不管是如何反抗踢打,对方都如同平静的大海那样欣然接受。
隐匿在海面深处的暗流,比世间任何一种飓风都要狂暴混乱。
宗洛甚至有所预感。
如果这不是一个吻,那舔舐和啃咬将会落在任何一处。
任何一个他想费劲遮掩的角落,任何一个情/动的颤抖,层层叠叠衣物下的紧绷的躯体,羞耻到无人问津的地段。都会被疯狂地打上标记和烙印。
他应该愤怒,应该怒不可遏。又因为无可挣脱,不可遏止地为这坻死缠绵的疯狂而失神,灵魂激荡,传来共鸣。
空气中多了几分说不清道不明的意味。
疼痛给了虞北洲刺激,他紧紧盯着面前人脸上不自然浮现的红晕,喉结滚动两下,沉沉黑眸里涌起更加晦涩的东西。

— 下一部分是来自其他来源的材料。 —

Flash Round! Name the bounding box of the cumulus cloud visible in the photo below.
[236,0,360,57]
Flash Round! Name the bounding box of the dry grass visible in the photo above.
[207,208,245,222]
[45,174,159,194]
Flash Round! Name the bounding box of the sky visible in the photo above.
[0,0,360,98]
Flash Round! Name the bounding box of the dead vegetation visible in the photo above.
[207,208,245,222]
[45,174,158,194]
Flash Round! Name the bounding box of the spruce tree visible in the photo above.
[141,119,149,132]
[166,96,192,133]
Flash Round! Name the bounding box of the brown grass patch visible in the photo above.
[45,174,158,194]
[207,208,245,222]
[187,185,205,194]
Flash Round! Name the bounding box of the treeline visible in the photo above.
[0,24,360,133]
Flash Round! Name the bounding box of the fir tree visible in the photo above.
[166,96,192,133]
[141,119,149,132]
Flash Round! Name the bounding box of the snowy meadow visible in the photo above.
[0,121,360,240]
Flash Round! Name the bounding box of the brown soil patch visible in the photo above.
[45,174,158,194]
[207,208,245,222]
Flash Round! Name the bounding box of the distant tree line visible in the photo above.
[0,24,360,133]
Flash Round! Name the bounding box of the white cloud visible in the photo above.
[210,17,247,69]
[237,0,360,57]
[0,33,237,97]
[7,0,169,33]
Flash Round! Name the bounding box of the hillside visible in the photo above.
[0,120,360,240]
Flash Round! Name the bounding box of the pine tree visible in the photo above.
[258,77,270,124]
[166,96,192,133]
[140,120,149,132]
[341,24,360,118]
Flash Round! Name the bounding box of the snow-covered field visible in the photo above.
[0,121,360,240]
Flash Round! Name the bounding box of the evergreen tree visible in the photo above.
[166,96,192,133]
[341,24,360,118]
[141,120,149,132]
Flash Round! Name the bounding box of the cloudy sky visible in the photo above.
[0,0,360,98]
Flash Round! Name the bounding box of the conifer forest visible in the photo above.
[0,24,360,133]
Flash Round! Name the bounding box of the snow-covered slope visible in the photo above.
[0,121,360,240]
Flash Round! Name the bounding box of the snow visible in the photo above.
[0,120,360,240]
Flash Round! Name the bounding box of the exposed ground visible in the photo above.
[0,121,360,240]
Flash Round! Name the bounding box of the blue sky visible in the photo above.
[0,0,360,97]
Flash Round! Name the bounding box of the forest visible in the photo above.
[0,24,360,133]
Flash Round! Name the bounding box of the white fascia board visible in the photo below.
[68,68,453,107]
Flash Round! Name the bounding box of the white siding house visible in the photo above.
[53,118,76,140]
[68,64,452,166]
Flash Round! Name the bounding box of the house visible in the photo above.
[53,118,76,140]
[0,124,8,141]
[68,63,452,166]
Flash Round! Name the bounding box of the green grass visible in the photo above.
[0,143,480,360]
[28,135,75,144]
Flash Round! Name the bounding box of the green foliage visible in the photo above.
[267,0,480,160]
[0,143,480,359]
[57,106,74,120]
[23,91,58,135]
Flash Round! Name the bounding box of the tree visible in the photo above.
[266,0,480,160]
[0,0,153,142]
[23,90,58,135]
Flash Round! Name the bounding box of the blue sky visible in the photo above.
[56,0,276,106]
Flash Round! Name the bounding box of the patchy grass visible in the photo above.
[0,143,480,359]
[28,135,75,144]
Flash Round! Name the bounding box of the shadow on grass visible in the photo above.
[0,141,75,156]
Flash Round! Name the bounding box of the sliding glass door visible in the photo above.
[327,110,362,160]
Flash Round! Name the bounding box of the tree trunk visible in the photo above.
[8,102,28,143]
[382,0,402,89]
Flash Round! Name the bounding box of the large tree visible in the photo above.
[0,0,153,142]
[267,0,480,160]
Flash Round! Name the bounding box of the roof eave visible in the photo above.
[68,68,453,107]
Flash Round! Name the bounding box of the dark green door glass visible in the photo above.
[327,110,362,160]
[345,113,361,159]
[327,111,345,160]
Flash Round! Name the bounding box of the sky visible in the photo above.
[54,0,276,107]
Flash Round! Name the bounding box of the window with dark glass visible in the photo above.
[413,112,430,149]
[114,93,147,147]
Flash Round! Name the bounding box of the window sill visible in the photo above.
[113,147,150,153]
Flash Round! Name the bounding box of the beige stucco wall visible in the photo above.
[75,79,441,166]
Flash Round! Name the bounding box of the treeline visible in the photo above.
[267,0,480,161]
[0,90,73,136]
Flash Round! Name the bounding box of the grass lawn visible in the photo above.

或许是酝酿着一场暴雨,一片足以毁天灭地的海啸,又或者是最原始的欲/望。
宽大的营帐之内陈列着无数冰冷的兵器。
然而这其中有一柄,却像是从铁炉中刚刚取下,铸造成烧红的烙铁,仗着体型姿势的优势,毫不费力的挤开,又在命脉前停下。即使其上包裹着厚厚的剑鞘,也以足以灼烧灵魂的温度,毫不费力地彰显着自己极致的压迫感。
冷风从营帐窗口里呜呜倒灌进来,黑白长发狂卷乱舞。
白衣太子毫无支撑点,只能被迫朝下滑,同剑身相抵。
恍惚间,宗洛甚至想起自己在巫祭大典时看见的一幕。
那些庞大的凶兽被钉在皇城四方大阵上,眼睛闪烁着濒死的光,伤口里流出热血。毫无意外,他们都将被尖锐的东西毫无准备的刺入,如同呈在捕食者餐桌上的一道美味佳肴。
一片狂乱里,宗洛攥住了湛卢的剑柄。
正在这时,营帐外骤然传来一个熟悉的声音:“瑾瑜,你在里面吗?”
如同碎玉般清淡,是裴谦雪的声音。
不仅仅是宗洛,虞北洲也听见了这个声音。